“I don’t write children’s books, my books just happen to be about children.”
– Sonya Hartnett
At the request of e-newsletter subscriber, Jessica, I woke up early – well, early for a university student – and made my way into the Sydney CBD for the 1p.m. Writers’ Festival session, Coming of Age featuring award-winning authors Sonya Hartnett and Craig Silvey, which was facilitated by Melanie Ostell.
As someone who sat through countless author visits in high school, I’ve always been wary about listening to authors give talks. Sometimes, they’re fantastic in front of a crowd, just as you’d imagined them, but sometimes, the author on the page is different to the author on the stage.
Thankfully, Hartnett and Silvey were every bit as engaging and entertaining as I thought they’d be. That’s not to say they were jumping around on stage in a showy, look-at-me-I’m-a-performer kind of way. They sat, relaxed, and carefully took turns in answering facilitator Melanie’s questions (and kudos to Melanie, she asked all the right questions). It was a very laid-back session, and it was so interesting to hear Sonya and Craig speak frankly (and with such wit) about their artistic processes, and the life experiences that inspired their latest works, Butterfly and Jasper Jones respectfully.
Craig Silvey read from his Jasper Jones, and as a teen boy myself (for what? 9 more days…), I can tell you that he’s captured our verbal exchanges and attitudes expertly ([After spilling something in the living room] “He mops it up with a cushion”). Later in the session, after recounting a joke from the book which involved the hypothetical choice between living life wearing a hat made of with poisonous spiders or living life having each finger replaced with a certain male appendage, he remarked, matter-of-factly, “My book is deep,” and I knew, right then and there, that I’d be a life-long fan of his.

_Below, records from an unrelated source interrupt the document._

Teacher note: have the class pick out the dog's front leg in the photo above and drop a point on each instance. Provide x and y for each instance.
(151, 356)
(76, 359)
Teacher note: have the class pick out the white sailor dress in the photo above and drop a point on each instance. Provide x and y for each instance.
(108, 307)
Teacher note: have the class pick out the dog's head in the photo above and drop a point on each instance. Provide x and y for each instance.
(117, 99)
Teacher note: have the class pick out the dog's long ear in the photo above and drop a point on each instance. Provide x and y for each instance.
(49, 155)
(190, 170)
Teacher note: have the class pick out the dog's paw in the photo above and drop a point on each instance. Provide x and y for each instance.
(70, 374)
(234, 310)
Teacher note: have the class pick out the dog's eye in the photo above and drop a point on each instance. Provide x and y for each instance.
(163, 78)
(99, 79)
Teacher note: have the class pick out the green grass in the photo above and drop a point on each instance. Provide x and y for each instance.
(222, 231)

“Women come out looking pretty bad…”
– Melanie Ostell on Butterfly
Girl politics features heavily in Sonya Hartnett’s Butterfly, and when asked about teenage girls and their penchant for bitchery, Hartnett had some fun (“Sometimes you see it and you’re just like… ‘Arrghh, you little cretins.'”). She based the manuscript on the teen-girl relations she witnessed twenty years ago (when the novel is set). She gave the first draft to her fourteen-year-old neighbour, Matilda, and after finishing it, Matilda approached her and asked, “How did you know how the girls at [school’s name] acted?” So, clearly, nothing’s changed in the world of teen-girl relations. Hartnett joked that no-one ever admits to being the schoolyard bitch – grab one hundred middle-aged women and ask them, and they’ll all say they were the girls that suffered through high school. “Where do those girls go [after high school]? Do they just disappear?”
Melanie asked Craig for his thoughts, to which he replied, “I’m relieved I have a penis… [teen girl fights] seem like condensed Cold Wars”.

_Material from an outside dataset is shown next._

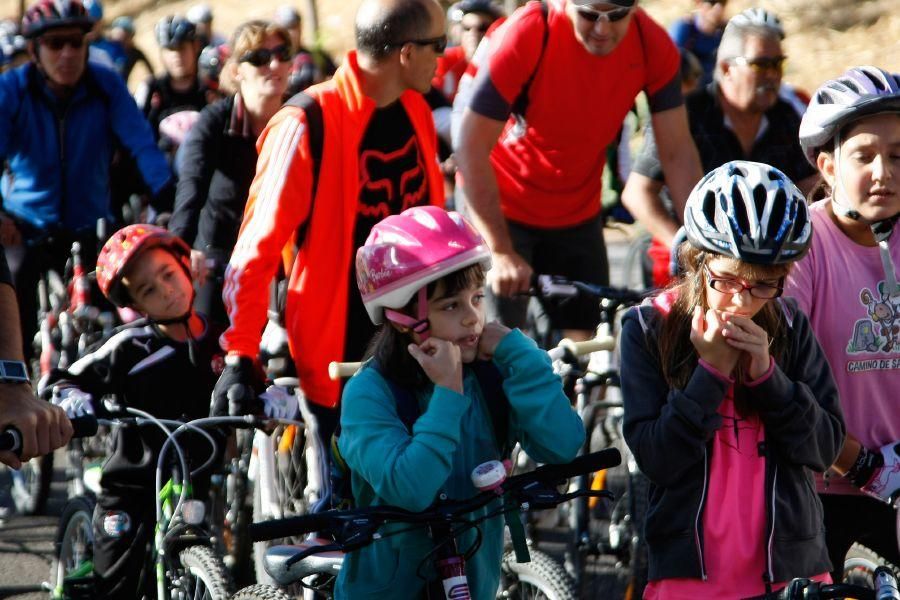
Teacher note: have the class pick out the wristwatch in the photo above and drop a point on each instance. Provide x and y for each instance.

To steer the conversation to the subject of the session, coming of age, Melanie remarked, “Both books feature younger characters learning things they can’t fully understand… for many years to come.” The two were then invited to engage with the topic.
Sonya spoke frankly about her protagonist: “Plum’s a moron.” Cue the audience’s laughter. Then, she continued, “You’re not writing them, you’re writing to the reader. You’re saying, ‘Look, what is being learnt here?’ I’m not asking Plum to understand. At fourteen, no kid will understand what’s going on… The character is something through which you address the reader.”
Craig threw in his two cents, adding that coming of age isn’t necessarily becoming an adult. It’s something different. When you’re a teenager, you’re “a strange midget drunk living in a bubble” (his words), and the moment that bubble bursts, and you’re forced to see the world differently, and see the world through other people’s eyes, and you’ve become more empathetic, and leartn to distrust things, and created your own world-view, instead of just subscribing to others’ – that’s when you’ve come of age. Becoming an adult is simply aging, but becoming “of age” is earning that age through wisdom.
“People who read are the finest people in the world.”
– Craig Silvey
And he wasn’t just sucking up to ensure every member of the audience bought his book either. He went on to explain that readers come of age through the process of reading, and experiencing life through other people’s lenses.
So, go on. Get reading.
Now, if you’ll excuse me, I’m off to see Wendy Harmer.